For investors bullish on the Canadian economy, construction-linked stocks make a good investment in the infrastructure space. The following four TSX index construction stocks display a good mix of stats, with some attractive value, a bit of growth, and some dividends on the table. Let’s see which might be the strongest buy based on the data.
WSP Global (TSX:WSP)
Looking for a low-exposure infrastructure stock, such as a human resource-weighted management and consultancy specializing in the built and natural environment? WSP Global is a professional services firm consulting clients across North America, Oceania, the U.K., and beyond. As with the next ticker on this list, WSP Global’s stock would bring geographical diversification to a portfolio, while adding lower-risk exposure to the construction industry; it also has a good balance sheet, pays dividends, and has a positive outlook.
SNC-Lavalin Group (TSX:SNC)
From consulting and design to engineering and construction, this currently much-discussed company also operates and maintains sites across the world. Selling at less than a third of its future cash flow value, SNC-Lavalin Group is fairly good value at the moment, with a P/B ratio of 1.7 times book that’s just below the Canadian construction industry’s ratio of 1.8. Significant future performance is indicated by a 113.8% projected growth in earnings.
SNC-Lavalin Group’s dividend yield of 1.15% and high growth is tempting. However, a decent track record, dividend yield of 2.07%, and 18.9% expected annual growth in earnings make WSP Global look like a winner in this space for the strictly risk averse, excusing WSP Group’s high P/E of 30.4 times earnings and slightly bloated P/B of 2.3 times book.
Badger Daylighting (TSX:BAD)
In the business of low-impact excavating and connected services across North America, Badger Daylighting has returned 69.4% in the past year. Its balance sheet is acceptable, with a below-threshold level of debt, which has been brought down over the last few years and is well covered by operating cash flow, while its past-year ROE of 19% is fairly good.
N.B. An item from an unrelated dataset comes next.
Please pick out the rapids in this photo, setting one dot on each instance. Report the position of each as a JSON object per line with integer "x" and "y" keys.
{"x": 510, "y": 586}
Although more shares have been sold in volume by insiders, a greater number of insiders have bought share over the last few months. While its market ratios are a little high (see a P/E of 22.7 times earnings and P/B of 4.1 times book), its dividend yield of 1.37%, paired with a 16.1% expected annual growth in earnings make this a decent choice for construction bulls.
Aecon Group (TSX:ARE)
With a North American and international focus on construction and the development of infrastructure, Aecon Group had a good year with earnings growth of 109.4%. A healthy stock with attractive valuation (see a P/E of 17.6 times earnings and P/B of 1.3 times book), Aecon Group pays a dividend yield of 3.33% and has a 12% projected annual growth in earnings.
The bottom line
With some pundits pointing to the so-called crane index as a way of measuring global growth by construction projects, it would seem that builders are an accurate bellwether for the worldwide economy. While the stocks listed above are likely to be vulnerable to a widespread economic downturn by this same logic, they nevertheless represent some the best investments for investors who remain bullish on international and domestic growth.